Scripts for analysis of small RNA-seq data with a focus on tRNA-derived fragments, particularly CCA-terminating 3' tRFs. These scripts contain absolute file paths from my computing environment at CSHL, provided for reproducibility. Users will need to adjust the paths to match their own system.
- Use index_generation/build_bowtie2_index.sh to build an index from the mature tRNA annotation, minus CCA, downloaded from GtRNAdb (https://gtrnadb.org).
- Use index_generation/build_bowtie2_index.sh to build an index from the genome, optionally with tRNA sequences masked. See index_generation/tRNA_mask_readme.txt for details.
- miRNA annotation. See index_generation/small_RNA_annotation_readme.txt for details. Can be modified to include piRNAs if necessary.

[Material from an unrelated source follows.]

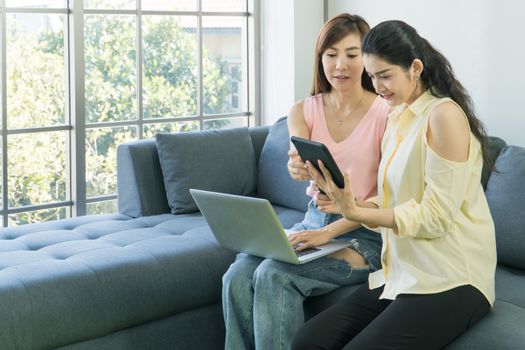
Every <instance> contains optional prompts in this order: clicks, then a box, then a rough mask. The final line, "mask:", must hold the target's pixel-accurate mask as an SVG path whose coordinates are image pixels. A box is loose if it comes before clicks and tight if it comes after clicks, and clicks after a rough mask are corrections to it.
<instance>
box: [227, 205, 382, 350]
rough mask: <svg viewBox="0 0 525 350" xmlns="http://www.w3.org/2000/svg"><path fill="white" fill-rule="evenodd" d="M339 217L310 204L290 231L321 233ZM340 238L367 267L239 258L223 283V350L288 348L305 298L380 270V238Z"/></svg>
mask: <svg viewBox="0 0 525 350" xmlns="http://www.w3.org/2000/svg"><path fill="white" fill-rule="evenodd" d="M340 218H341V216H340V215H334V214H325V213H323V212H321V211H319V210H318V209H317V207H316V206H315V205H314V203H313V201H312V202H310V204H309V206H308V211H307V212H306V215H305V218H304V220H303V221H302V222H301V223H297V224H295V225H294V226H293V227H292V228H291V229H292V230H313V229H319V228H322V227H323V226H326V225H328V224H330V223H331V222H333V221H336V220H338V219H340ZM339 239H350V242H351V248H353V249H355V250H357V251H358V252H359V253H360V254H361V255H362V256H363V257H364V259H365V261H366V262H367V263H368V266H367V267H362V268H352V267H351V266H350V264H349V263H348V262H346V261H343V260H339V259H334V258H331V257H323V258H319V259H316V260H314V261H310V262H308V263H306V264H302V265H293V264H288V263H283V262H279V261H275V260H272V259H262V258H259V257H255V256H252V255H247V254H242V253H241V254H238V255H237V259H236V260H235V262H234V263H233V264H232V265H231V266H230V268H229V269H228V271H227V272H226V273H225V274H224V276H223V279H222V282H223V288H222V305H223V313H224V320H225V323H226V343H225V348H226V349H228V350H229V349H232V350H237V349H254V348H256V349H262V350H266V349H271V350H274V349H275V350H277V349H283V350H288V349H290V348H291V343H292V340H293V338H294V335H295V333H296V332H297V331H298V330H299V328H300V327H301V326H302V325H303V324H304V311H303V302H304V300H305V299H306V298H307V297H310V296H317V295H322V294H326V293H329V292H331V291H333V290H335V289H337V288H339V287H342V286H348V285H352V284H358V283H362V282H364V281H365V280H366V279H367V277H368V274H369V272H370V271H375V270H377V269H379V268H380V266H381V262H380V254H381V236H380V235H379V234H378V233H375V232H372V231H369V230H367V229H365V228H359V229H356V230H354V231H351V232H349V233H346V234H344V235H342V236H340V238H339Z"/></svg>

- Install dependencies with conda env create -f small_RNA_seq.
Scripts should be executed in order using the corresponding wrapper script, which will loop through all samples in a directory and submit jobs to run in parallel, except for steps 1 and 9, which are executed directly.
- 0_download_sra.sh : if necessary, download fastq files using the metadata file downloaded from SRA explorer (https://sra-explorer.info) in tsv format.
- 1_adapter_trim.sh : trim adapters and filter by size and quality. Requires one or more adapter sequences in the fastq directory under "adapter.fa".
- 1.5_remove-spike.sh : if necessary, remove spike-in reads for later quantification.
- 2_align_tRF.sh : align reads to the tRNA annotation.
- 3_align_remaining.sh : align unmapped reads from the previous step to the genome.
- 4_total_mapped.sh : count the total number of aligned reads for later normalization.
- 5_bed_intersect.sh : intersect reads with the tRNA, miRNA, and piRNA annotations.
- 6_counts_from_bed.sh : classify and count reads. The normalization and count files should be moved to a local folder for further analysis (step 9).
- 7_annnotate_counts.R : pool reads from across samples, normalize to total mapped or spike-in reads, and export for differential expression analysis.